Swansea were heavy underdogs to progress when they were paired with Chelsea in what is only the third semi-final the club have ever reached in one of the major competitions.
But their remarkable 2-0 success at Stamford Bridge a fortnight ago means Swansea are now favourites to get through in the eyes of the bookmakers.
Laudrup dismisses that idea, saying: "Let's see, they won the Champions League last season, so I don't think so."
The Swansea manager admits his team must brace themselves for some hairy moments tonight as they attempt to build on their first-leg triumph.
But he also stresses that Swansea will be playing a dangerous game if they set out only to protect what they have.
"Chelsea are maybe the best away team in the country," Laudrup added. "They have scored a lot of goals away from home and they have many individuals who can hurt you.
"We have to be very careful when we go forward because they are so good on the counter-attack.
"But if you look at our home games against the big teams this year — Manchester United, Chelsea, Arsenal and Liverpool — I think you will see something similar tonight.
"They all ended in draws, so a repeat would be good.
"I cannot tell the players that we don't start the game 2-0 up, but we cannot think only about defending otherwise things will be very difficult for us.
"The players have to have in their minds that we are playing at home and we will go out looking to score a goal.
"How will Chelsea approach the game? I don't know whether they will go all out to attack us from the start or just try to control the game, get the first goal and then look for the second.
"I have to try to see what they are doing and then try to find a way to give them problems."
Among Laudrup's last words to his players this evening will be a reminder that they must stay calm despite the magnitude of the occasion.

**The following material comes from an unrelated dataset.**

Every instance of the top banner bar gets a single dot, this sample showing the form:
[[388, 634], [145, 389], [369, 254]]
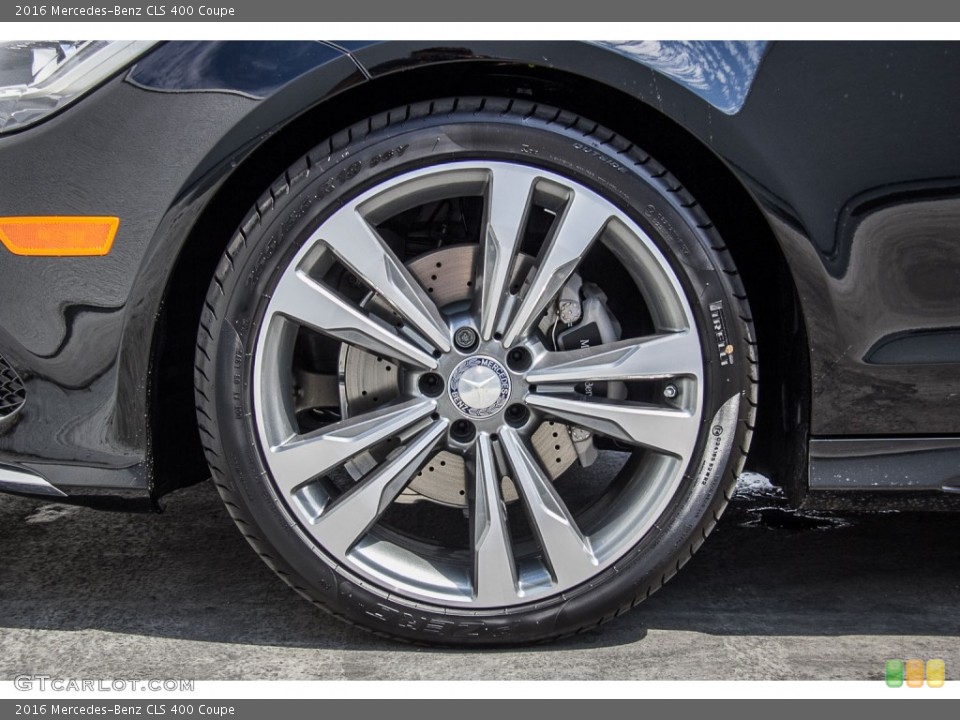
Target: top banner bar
[[509, 11]]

"I don't need to tell the players about the importance of the game," he said.
"To be honest, I think it may be the other way round.
"I would turn it around and tell them just to do their best and let's see if it's good enough. They won't need any motivation."
Laudrup, meantime, says Swansea's search for transfer window reinforcements goes on — but he has other things on his mind.
"The club are always working, like every other club I imagine, but I am not thinking about the transfer market today," he said.
"I don't know what's going to happen. We will just have to see before January 31."